At the ETA Hal finds Stice stuck in a window (yet another grotesque incident). Stice is convinced that there are paranormal phenomena going on at their building.

Gately is visited by several odd people, including the Pakistani doctor of the hospital. We are also served tons of boring details about Gately's past (with more characters, more addicts, more grotesque incidents, and, ultimately, how thug Bobby C tortured and killed his friend Gene Fackelmann). In fact, the last section of the book is basically just Gately's stream of consciousness (or unconsciousness), revisiting episodes of his past and indulging in fantasies of the present.

Hal, perhaps under the influence of drugs, recounts in first person a delirious experience that has to do with Pemulis. There is another lengthy stream of consciousness by Hall told in first person.

Pemulis notices that several panels of the ceiling of the dormitory have fallen.

Luria and Fortier torture Orin with cockroaches.

The novel basically doesn't end. Wallace doesn't seem how to make an ending, just like he didn't know how to advance the plot. It feels like he simply got tired to introducing new addicts and grotesque incidents and childhood memories.

Now we can return to the beginning of the novel (the Year of Glad). Hal, who has been shown progressively losing his mind (because he finally took Pemulis' DMZ?), fails the interview to enter university and is taken in an ambulance to a hospital.
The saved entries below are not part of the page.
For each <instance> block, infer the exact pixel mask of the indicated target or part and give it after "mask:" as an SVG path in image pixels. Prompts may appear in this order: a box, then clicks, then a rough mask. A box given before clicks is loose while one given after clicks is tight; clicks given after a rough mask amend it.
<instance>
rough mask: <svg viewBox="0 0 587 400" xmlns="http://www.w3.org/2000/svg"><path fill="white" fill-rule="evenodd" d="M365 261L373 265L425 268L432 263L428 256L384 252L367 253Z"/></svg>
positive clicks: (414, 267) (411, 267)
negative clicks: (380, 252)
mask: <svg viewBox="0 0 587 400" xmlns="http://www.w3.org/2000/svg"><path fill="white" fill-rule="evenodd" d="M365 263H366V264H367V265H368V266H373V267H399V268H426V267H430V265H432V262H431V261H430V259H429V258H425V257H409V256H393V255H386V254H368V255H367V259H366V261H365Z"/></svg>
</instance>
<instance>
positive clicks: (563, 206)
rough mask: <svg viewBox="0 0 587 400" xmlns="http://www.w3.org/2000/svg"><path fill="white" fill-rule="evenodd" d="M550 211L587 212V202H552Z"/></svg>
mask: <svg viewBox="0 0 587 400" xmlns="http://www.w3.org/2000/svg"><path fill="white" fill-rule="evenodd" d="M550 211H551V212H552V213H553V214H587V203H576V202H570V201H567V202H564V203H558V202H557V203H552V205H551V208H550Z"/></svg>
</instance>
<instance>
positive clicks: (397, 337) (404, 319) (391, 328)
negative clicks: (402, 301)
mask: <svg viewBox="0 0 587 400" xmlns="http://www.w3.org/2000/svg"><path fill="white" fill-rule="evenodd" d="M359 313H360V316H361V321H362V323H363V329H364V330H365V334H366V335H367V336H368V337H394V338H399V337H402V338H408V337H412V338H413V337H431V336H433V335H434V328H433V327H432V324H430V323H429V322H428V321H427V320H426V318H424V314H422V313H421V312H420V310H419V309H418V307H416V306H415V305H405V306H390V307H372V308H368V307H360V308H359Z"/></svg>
As for the Quebecois conspiracy, by then the fabled master copy of "Infinite Jest" has not been found but we know: that James implanted a film cartridge in his head, that James made an "anti-entertainment" film that is an antidote to "Infinite Jest", and that Hal and Gately dug up James' head. It might be at this point that the wheelchaired assassins attack the ETA team during a bus journey, but we are never told whether Hal and Gately got the film, whether it is the master or the antidote, and what the assassins got from torturing Orin.